At the time of writing turning BuildKit on is simply a matter of setting a new environment variable for all build jobs:

variables:
  DOCKER_BUILDKIT: 1
  DOCKER_TLS_CERTDIR: /certs

I expect this to be unnecessary at some point in the future. You can check that BuildKit is enabled by peeking at the log of any build job, the output format should be quite different.

Leverage external cache sources

This feature requires BuildKit, and it is another (I believe neater) way to accomplish the same thing as the only keyword, i.e. build images only when their code changes.

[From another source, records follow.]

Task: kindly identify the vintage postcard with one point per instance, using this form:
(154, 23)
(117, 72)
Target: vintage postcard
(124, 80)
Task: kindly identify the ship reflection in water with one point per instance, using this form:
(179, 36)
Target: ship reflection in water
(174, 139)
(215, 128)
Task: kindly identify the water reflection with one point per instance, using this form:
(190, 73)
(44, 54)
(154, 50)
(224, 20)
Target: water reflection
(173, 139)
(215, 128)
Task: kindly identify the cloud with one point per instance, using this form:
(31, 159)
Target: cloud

Instead of using only as described above, pass the arguments --build-arg BUILDKIT_INLINE_CACHE=1 --cache-from $IMAGE_NAME to all build commands. The first argument will embed a new metadata cache into the image, and the second one will instruct Docker to use it while building the image. This allows Docker to treat the registry as an image cache, like when you build the same image on your local machine repeatedly and Docker is capable of reusing some layers.

alpine:
  stage: tier1
  script:
    - docker build --build-arg BUILDKIT_INLINE_CACHE=1 --cache-from 1maa/alpine:3.14 -t 1maa/alpine:3.14 -f alpine/Dockerfile alpine
    - docker login -u $DOCKER_HUB_USER -p $DOCKER_HUB_PASS
    - docker push 1maa/alpine:3.14

The time savings when building a handful of (mostly) unchanged images can be huge:

Note that the first commit only added --build-arg ... and pushed a fresh set of metadated images to the registry, the last one added the --cache-from ... argument to use that metadata.

In essence this has exactly the same behaviour as if you pulled the old image from the registry before doing the build, but without even paying a price for downloading the layers that the build process cannot reuse.